Tout le monde peut être un VIP
Un croissant livré tous les après-midi en chambre. Le Parisien et son supplément le vendredi matin. Coût du service : celui de la viennoiserie et du journal. Pas plus. « Nous proposons nos services à tout le monde. Nous ne sommes absolument pas un service pour très riches, explique Pierre Lassarat, le fondateur d’Happytal, une société de conciergerie hospitalière fondée en 2013. Nous sommes là pour faciliter la vie des personnes hospitalisées et de leurs proches. » Un malade qui a besoin de faire laver son linge, une vieille dame qui a envie d’une mise en plis pendant sa convalescence : la conciergerie hospitalière s’en occupe. Une chemise toute propre est facturée à peine plus de 3 €, le shampoing-soin-coupe-brushing, 29,90 €. Happytal négocie ses prix en amont, avec les fournisseurs. « Tout ce que nous proposons est en lien avec l’hospitalisation », détaille Pierre Lassarat. Pas de caprices, pas d’exigences, juste des demandes raisonnables. « La chose la plus particulière qu’on nous ait demandée jusqu’ici, c’est une personne qui souhaitait que nous lui trouvions un serrurier. Les pompiers étaient venus le chercher et avaient claqué la porte, les clés étaient restées à l’intérieur », raconte Pierre Lassarat. L’accueil de la conciergerie et la hotline sont accessibles de 10 heures à 19 heures. « Nous favorisons les livraisons pour le lendemain, pas dans l’heure », poursuit-il. La conciergerie hospitalière est actuellement présente dans cinq établissements publics, et compte bien se développer d’ici à la fin de l’année. « Je savais que je ne pourrais pas faire évoluer l’accueil hôtelier de l’hôpital dans l’immédiat », explique Christophe Kassel, l’ancien directeur de l’hôpital de Pontoise (Val-d’Oise), qui vient d’être nommé à Caen. « Dans une politique globale d’amélioration de l’accueil et de la qualité de vie à l’hôpital, nous avons donc fait appel à Happytal. » Le service deviendra-t-il « premium » avec le développement du tourisme médical ? « Peut-être faudra-t-il réfléchir à un autre service, très réactif, plus cher », imagine Pierre Lassarat. Mais ce n’est pas dans nos réflexions aujourd’hui. Notre ambition, c’est de servir le plus grand nombre, pas les VIP. »

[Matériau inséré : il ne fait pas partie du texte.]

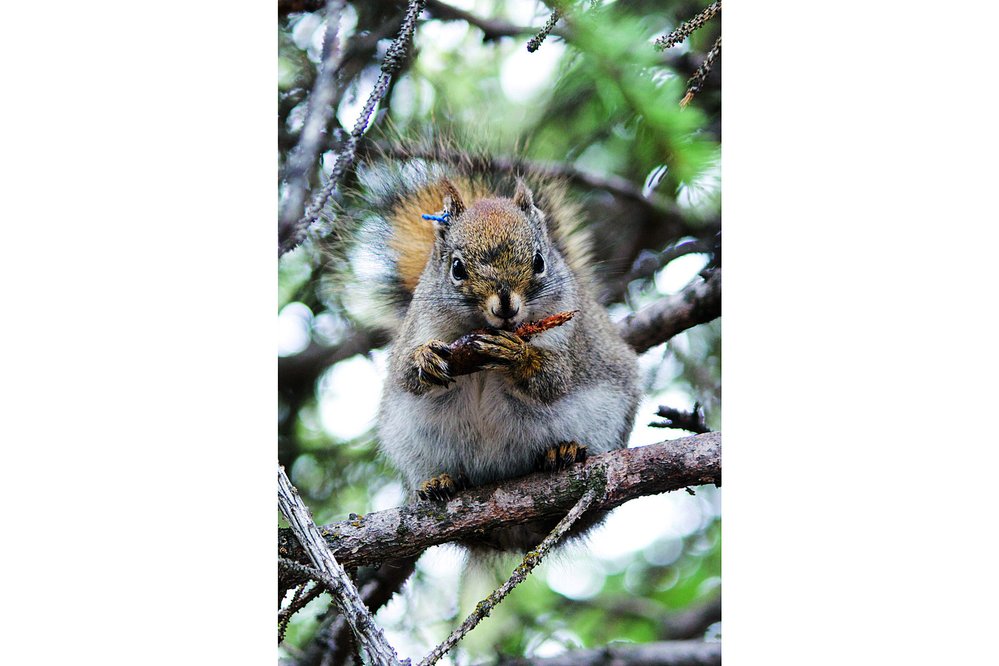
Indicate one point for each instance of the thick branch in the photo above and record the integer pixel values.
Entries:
(698, 303)
(664, 653)
(411, 529)
(331, 574)
(531, 560)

Le tourisme médical en chiffres
- 7,5 millions de touristes médicaux en 2007 dans le monde.
- 16 millions en 2012.
- 8 900 en France.
- Un marché mondial estimé à 60 milliards d’euros.
- Le prix de différents traitements (en 2011, en dollars)
- Pontage coronarien : 113 000 aux Etats-Unis, 10 000 en Inde, 13 000 en Thaïlande, 13 900 au Royaume-Uni, 23 700 en France.
- Prothèse de hanche : 47 000 aux Etats-Unis, 9 000 en Inde, 12 000 en Thaïlande, 12 000 au Royaume-Uni, 10 700 en France.
- Mastectomie : 17 000 aux Etats-Unis, 7 500 en Inde, 9 000 en Thaïlande, 5 600 en France.